Edge Delta Deduplicate Logs Processor
4 minute read
Overview
The deduplicate logs processor is used to deduplicate identical logs discovered within a specified interval. Identical logs are those with the same body, attributes, and resources. This node is useful in scenarios where you want to reduce data volume.
Duplicate logs may come about as a result of parallel pipeline design or from systems upstream of the agent.
If duplicates are found, one instance will pass with a log_count
attribute for the number of replicas dropped.
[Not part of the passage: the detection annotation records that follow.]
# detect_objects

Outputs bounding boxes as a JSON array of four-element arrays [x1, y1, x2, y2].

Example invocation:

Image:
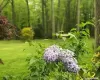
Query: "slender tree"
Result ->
[[25, 0, 30, 27], [95, 0, 100, 48], [51, 0, 55, 37], [77, 0, 80, 31], [0, 0, 10, 15], [11, 0, 16, 26], [57, 0, 61, 32]]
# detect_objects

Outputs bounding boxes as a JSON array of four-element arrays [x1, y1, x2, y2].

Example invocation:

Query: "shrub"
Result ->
[[21, 27, 34, 41]]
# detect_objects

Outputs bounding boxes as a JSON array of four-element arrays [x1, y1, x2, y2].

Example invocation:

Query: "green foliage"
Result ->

The count attribute counts the number of dropped logs - two identical logs will result in a single log with a log_count
attribute of 1
. The timestamp
is ignored so identical logs with different timestamps but within the same interval will be rolled up into a single log.
For detailed instructions on how to use multiprocessors, see Use Multiprocessors.
Configuration
In this example, all the logs in the input pane are duplicates. So they are compacted into a single log with an additional count field attributes["log_count"]
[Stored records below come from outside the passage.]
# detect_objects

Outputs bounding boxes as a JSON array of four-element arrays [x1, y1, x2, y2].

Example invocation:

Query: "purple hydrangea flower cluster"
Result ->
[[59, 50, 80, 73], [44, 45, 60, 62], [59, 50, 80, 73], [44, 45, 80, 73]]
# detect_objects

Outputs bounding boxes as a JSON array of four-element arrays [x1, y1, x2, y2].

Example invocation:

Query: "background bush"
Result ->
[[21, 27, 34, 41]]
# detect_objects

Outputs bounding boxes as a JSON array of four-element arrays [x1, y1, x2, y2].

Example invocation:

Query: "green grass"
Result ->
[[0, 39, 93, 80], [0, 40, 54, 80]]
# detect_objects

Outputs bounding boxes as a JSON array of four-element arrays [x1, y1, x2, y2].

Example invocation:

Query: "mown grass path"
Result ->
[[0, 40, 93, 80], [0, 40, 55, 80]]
showing the number of duplicates detected during the interval (100 in the case of live capture).

This configuration generates the following YAML:
- name: Multi Processor_db04
type: sequence
processors:
- type: dedup
metadata: '{"id":"AZERA9gNqbzo6gJsKeQs9","type":"dedup","name":"Deduplicate Logs"}'
data_types:
- log
interval: 1m0s
count_field_path: attributes["log_count"]
Options
condition
The condition
parameter contains a conditional phrase of an OTTL statement. It restricts operation of the processor to only data items where the condition is met. Those data items that do not match the condition are passed without processing. You configure it in the interface and an OTTL condition is generated. It is optional. You can select one of the following operators:
Operator | Name | Description | Example |
---|---|---|---|
== |
Equal to | Returns true if both values are exactly the same |
attributes["status"] == "OK" |
!= |
Not equal to | Returns true if the values are not the same |
attributes["level"] != "debug" |
> |
Greater than | Returns true if the left value is greater than the right |
attributes["duration_ms"] > 1000 |
>= |
Greater than or equal | Returns true if the left value is greater than or equal to the right |
attributes["score"] >= 90 |
< |
Less than | Returns true if the left value is less than the right |
attributes["load"] < 0.75 |
<= |
Less than or equal | Returns true if the left value is less than or equal to the right |
attributes["retries"] <= 3 |
matches |
Regex match | Returns true if the string matches a regular expression |
isMatch(attributes["name"], ".*\\.name$" |
It is defined in YAML as follows:
- name: _multiprocessor
type: sequence
processors:
- type: <processor type>
condition: attributes["request"]["path"] == "/json/view"
interval
The interval
parameter defines the window in which the node evaluates logs for duplicates. If one identical log falls within each interval it will not be dropped and rolled up. It is specified as a duration, the default is 30s and it is optional.
It is defined in YAML as follows:
- type: dedup
metadata: '{"id":"boLCEZZhdslDr2G6TFSp2","type":"dedup","name":"Deduplicate Logs"}'
interval: 1m0s
Count Field
The count_field_path
parameter specifies the name of the attribute field that will contain the integer for the number of logs that were rolled up. You specify it in the tool and it is defined for you in YAML as a string. It is optional and the default is log_count
.
It is defined in YAML as follows:
- type: dedup
metadata: '{"id":"boLCEZZhdslDr2G6TFSp2","type":"dedup","name":"Deduplicate Logs"}'
count_field_path: <path to field>
Excluded Fields
The excluded_field_paths
parameter specifies the fields that should not be evaluated for variation. This means that even if these fields are different, the log might be rolled up. You specify one or more items in the tool, which generates a list in the YAML and it is optional. By default, the timestamp is excluded while the body field cannot be excluded.
It is defined in YAML as follows:
- type: dedup
metadata: '{"id":"boLCEZZhdslDr2G6TFSp2","type":"dedup","name":"Deduplicate Logs"}'
excluded_field_paths:
- attributes["level"]
Final
The final
parameter specifies whether successfully processed data items should continue to subsequent processors within the same multiprocessor node. Data items that fail to be processed by the processor will be passed to the next processor in the node regardless of this setting. You select the slider in the tool which specifies it for you in the YAML as a Boolean. The default is false
and it is optional.
It is defined in YAML as follows:
- name: multiprocessor
type: sequence
processors:
- type: <processor type>
final: true